From Washington Free Beacon:
The National Institutes of Health (NIH) paid for the development of two video games that promote healthier eating, including “Escape from Diab,” a “nightmare” fictional city where people are only allowed to eat junk food.
“The story centers around five children who must get healthy enough to escape the evil King Etes,”explains Archimage, Inc., a computer game company that received $9,091,409 to develop the games. King Etes is a fat ruler who forces his people to eat out of vending machines.
“Deejay, an athletic inner city youth, accidentally tumbles into an abandoned building and through its rotting floor,” according to the backstory described on Escape from Diab’s website. “When he awakes, he finds himself in Diab, a nightmare city where people eat nothing but junk food.”
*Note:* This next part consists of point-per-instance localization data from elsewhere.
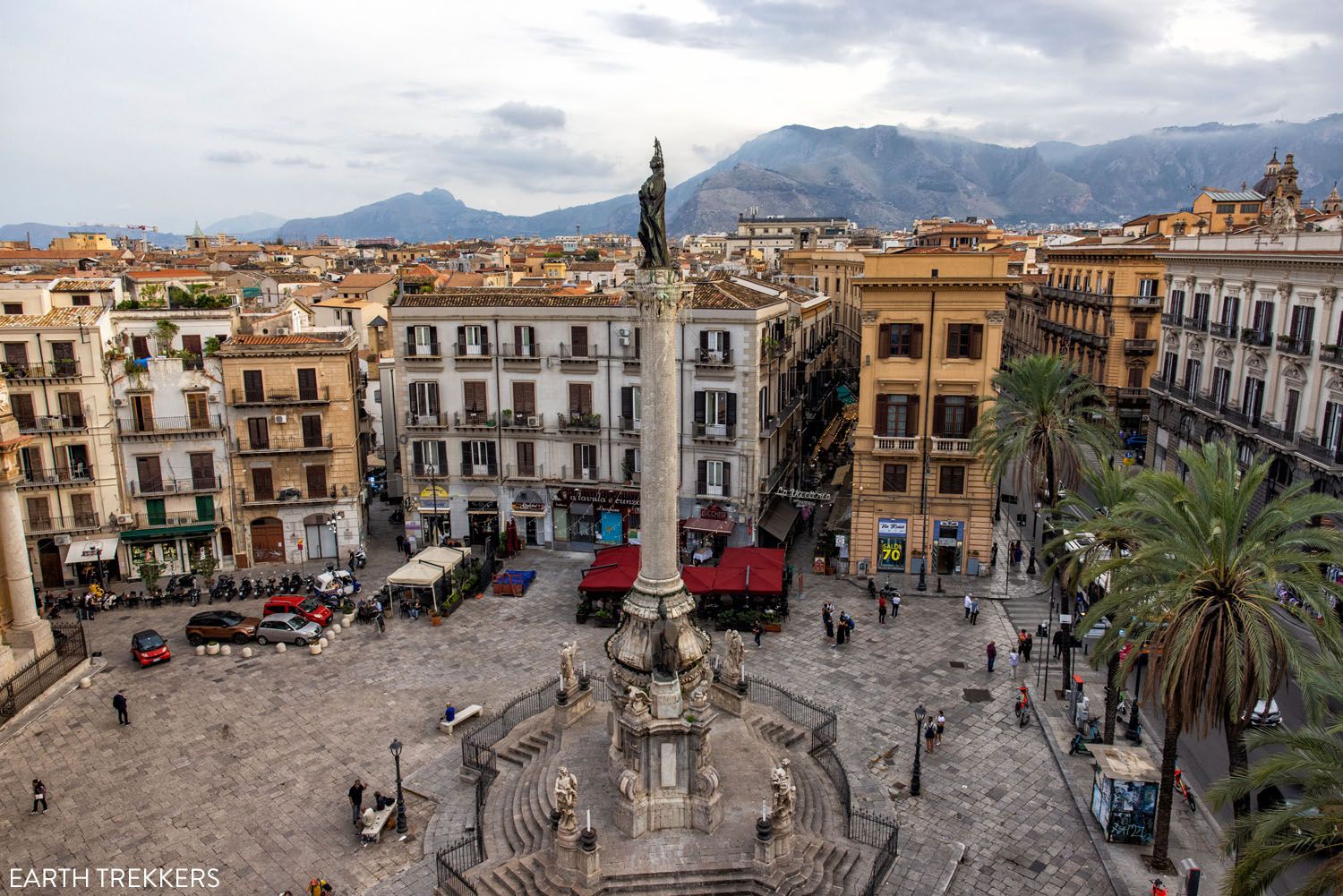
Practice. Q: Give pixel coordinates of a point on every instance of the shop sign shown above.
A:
(891, 544)
(602, 498)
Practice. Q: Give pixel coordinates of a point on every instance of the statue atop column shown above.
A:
(653, 228)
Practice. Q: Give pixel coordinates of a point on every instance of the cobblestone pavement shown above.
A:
(242, 764)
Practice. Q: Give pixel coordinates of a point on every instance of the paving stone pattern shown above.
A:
(242, 764)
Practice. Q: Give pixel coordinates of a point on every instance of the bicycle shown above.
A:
(1184, 790)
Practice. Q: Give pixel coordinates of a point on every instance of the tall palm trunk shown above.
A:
(1111, 697)
(1165, 798)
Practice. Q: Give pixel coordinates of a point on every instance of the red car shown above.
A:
(309, 608)
(148, 648)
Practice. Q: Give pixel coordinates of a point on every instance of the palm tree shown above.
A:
(1310, 826)
(1092, 535)
(1047, 416)
(1201, 589)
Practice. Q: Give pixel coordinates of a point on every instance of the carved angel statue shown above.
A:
(569, 680)
(732, 664)
(567, 798)
(784, 791)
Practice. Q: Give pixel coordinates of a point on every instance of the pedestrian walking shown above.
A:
(39, 796)
(356, 798)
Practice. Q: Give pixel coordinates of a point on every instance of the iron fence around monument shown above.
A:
(29, 683)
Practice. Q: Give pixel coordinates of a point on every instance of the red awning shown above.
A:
(712, 527)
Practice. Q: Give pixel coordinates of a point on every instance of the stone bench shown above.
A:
(462, 715)
(372, 832)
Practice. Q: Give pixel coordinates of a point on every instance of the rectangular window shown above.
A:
(966, 340)
(951, 480)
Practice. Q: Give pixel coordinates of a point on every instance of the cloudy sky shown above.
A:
(164, 113)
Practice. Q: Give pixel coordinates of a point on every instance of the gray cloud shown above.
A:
(231, 158)
(524, 115)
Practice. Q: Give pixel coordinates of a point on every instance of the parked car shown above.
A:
(1265, 715)
(220, 625)
(148, 648)
(287, 627)
(306, 608)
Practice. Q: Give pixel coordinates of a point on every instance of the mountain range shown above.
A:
(880, 176)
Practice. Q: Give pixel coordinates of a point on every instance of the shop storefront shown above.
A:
(586, 519)
(948, 546)
(892, 536)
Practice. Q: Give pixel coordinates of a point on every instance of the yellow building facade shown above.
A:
(932, 328)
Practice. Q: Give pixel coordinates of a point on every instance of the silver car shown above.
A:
(287, 627)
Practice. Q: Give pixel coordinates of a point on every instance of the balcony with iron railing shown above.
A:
(577, 356)
(438, 421)
(313, 395)
(1321, 455)
(719, 432)
(416, 352)
(523, 352)
(59, 474)
(54, 423)
(133, 427)
(580, 474)
(46, 525)
(62, 370)
(153, 488)
(896, 443)
(1252, 336)
(163, 520)
(1295, 346)
(289, 495)
(577, 422)
(473, 421)
(469, 354)
(284, 445)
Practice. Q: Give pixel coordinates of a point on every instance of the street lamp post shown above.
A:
(400, 797)
(916, 780)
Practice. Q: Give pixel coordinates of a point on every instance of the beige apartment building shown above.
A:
(932, 327)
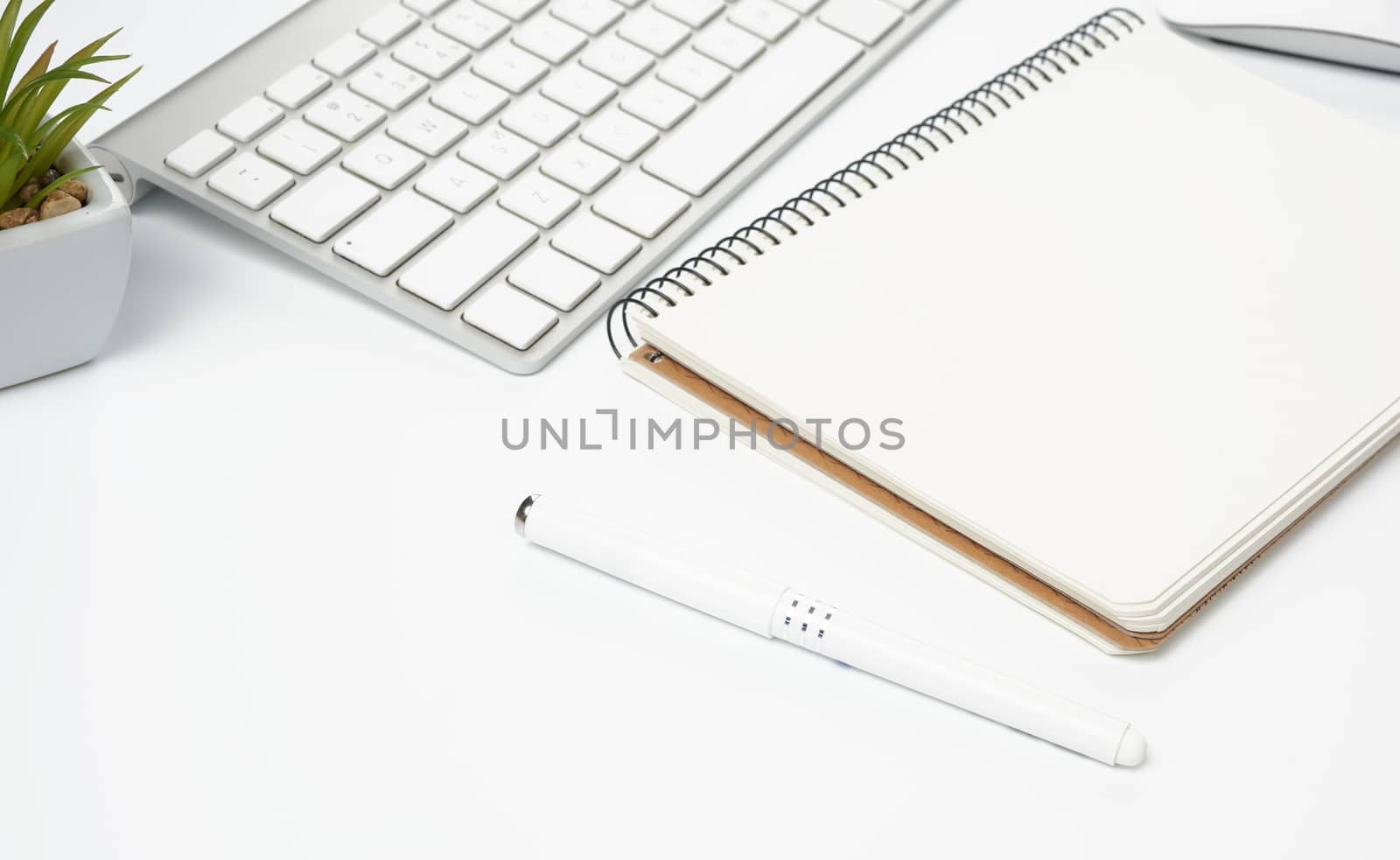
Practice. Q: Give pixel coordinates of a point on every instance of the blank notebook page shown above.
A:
(1120, 323)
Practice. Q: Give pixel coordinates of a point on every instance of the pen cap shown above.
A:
(657, 564)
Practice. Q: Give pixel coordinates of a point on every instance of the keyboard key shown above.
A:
(427, 129)
(620, 135)
(499, 153)
(343, 56)
(388, 24)
(200, 153)
(550, 276)
(657, 102)
(643, 205)
(457, 185)
(595, 242)
(863, 20)
(472, 24)
(298, 86)
(394, 233)
(741, 118)
(508, 316)
(469, 97)
(693, 13)
(382, 161)
(473, 252)
(550, 39)
(426, 7)
(251, 181)
(653, 31)
(298, 147)
(763, 18)
(510, 67)
(539, 119)
(324, 205)
(539, 200)
(431, 53)
(616, 60)
(388, 83)
(578, 90)
(345, 115)
(249, 119)
(590, 16)
(580, 167)
(515, 10)
(730, 45)
(693, 74)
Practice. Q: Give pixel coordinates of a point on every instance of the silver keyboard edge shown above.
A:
(144, 139)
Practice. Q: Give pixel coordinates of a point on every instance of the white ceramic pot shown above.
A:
(62, 280)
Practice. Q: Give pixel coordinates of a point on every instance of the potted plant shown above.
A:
(60, 210)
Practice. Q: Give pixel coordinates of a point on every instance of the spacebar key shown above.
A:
(702, 151)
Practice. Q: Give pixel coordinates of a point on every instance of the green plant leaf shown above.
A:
(20, 42)
(63, 133)
(11, 137)
(53, 121)
(84, 56)
(35, 86)
(7, 18)
(44, 192)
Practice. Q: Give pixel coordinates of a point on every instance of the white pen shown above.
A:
(774, 610)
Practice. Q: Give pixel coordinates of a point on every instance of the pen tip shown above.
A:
(1131, 748)
(522, 513)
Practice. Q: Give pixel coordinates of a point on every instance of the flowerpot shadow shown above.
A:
(165, 284)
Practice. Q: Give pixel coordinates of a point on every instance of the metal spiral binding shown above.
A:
(924, 137)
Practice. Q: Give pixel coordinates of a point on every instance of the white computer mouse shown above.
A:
(1358, 32)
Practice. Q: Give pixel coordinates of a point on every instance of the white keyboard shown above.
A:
(501, 170)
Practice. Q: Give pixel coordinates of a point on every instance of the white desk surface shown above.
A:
(261, 597)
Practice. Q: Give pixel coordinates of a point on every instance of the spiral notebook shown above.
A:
(1133, 307)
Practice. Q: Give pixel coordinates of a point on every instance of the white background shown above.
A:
(261, 597)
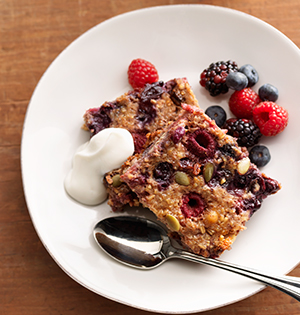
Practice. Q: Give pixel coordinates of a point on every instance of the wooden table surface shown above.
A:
(32, 34)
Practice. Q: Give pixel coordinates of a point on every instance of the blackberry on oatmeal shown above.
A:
(199, 183)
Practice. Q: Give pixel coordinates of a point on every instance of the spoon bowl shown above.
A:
(144, 244)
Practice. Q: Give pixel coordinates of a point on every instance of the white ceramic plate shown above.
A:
(181, 41)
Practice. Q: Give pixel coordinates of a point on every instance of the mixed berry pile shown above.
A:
(256, 113)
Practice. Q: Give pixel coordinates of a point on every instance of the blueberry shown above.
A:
(250, 73)
(260, 155)
(217, 113)
(268, 92)
(236, 81)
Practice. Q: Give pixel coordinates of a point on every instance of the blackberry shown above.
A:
(214, 77)
(245, 130)
(217, 113)
(268, 92)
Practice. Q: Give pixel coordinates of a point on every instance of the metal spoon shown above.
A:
(144, 244)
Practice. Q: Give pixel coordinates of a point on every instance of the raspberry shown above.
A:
(192, 205)
(214, 77)
(245, 130)
(241, 103)
(201, 143)
(140, 72)
(270, 118)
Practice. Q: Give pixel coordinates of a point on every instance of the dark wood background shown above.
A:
(32, 34)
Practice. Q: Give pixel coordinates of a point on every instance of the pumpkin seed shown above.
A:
(208, 171)
(116, 180)
(173, 223)
(182, 178)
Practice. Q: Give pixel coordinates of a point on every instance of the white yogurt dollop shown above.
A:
(105, 151)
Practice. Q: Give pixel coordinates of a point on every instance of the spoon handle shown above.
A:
(286, 284)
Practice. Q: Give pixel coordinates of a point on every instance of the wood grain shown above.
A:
(32, 34)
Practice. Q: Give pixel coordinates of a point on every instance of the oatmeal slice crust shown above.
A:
(199, 183)
(145, 113)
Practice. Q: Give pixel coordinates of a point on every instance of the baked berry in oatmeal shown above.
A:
(144, 112)
(199, 183)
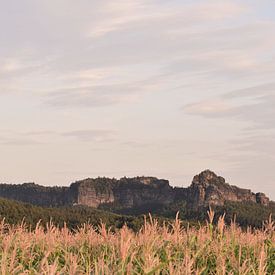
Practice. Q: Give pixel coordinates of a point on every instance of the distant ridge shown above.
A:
(206, 189)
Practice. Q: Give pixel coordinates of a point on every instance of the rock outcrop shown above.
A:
(209, 189)
(206, 189)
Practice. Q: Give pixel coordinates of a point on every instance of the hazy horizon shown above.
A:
(131, 88)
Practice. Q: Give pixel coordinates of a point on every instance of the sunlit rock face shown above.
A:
(206, 189)
(209, 189)
(127, 192)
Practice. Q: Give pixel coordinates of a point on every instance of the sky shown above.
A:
(137, 87)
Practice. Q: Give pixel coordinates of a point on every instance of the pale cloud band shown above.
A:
(159, 87)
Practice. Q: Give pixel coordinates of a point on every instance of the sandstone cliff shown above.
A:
(206, 189)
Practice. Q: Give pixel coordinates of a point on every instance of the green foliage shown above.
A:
(14, 212)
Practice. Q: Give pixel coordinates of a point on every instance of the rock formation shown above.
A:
(206, 189)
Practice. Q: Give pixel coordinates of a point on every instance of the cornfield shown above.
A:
(155, 249)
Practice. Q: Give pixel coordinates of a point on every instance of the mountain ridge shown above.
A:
(206, 189)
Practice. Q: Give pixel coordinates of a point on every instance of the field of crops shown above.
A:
(155, 249)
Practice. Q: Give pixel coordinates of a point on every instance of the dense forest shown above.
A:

Deejay has to teach his fat friends about healthy eating and exercise in order for them to escape the city, which is full of “high-rise vending towers” that give “free access to foods like Lard Chips, Creamy Cakes, Butter Breads, and Etes Burgers.”
That’s a bit dramatic, don’t you think?
It’s truly amazing how much the federal government spends on trying to influence personal decisions. It’s a result of their “cradle-to-grave” mentality. They think junk food is scary? What about a government that willingly spends $10 million on a video game about a “fat town?” Now that’s the real nightmare.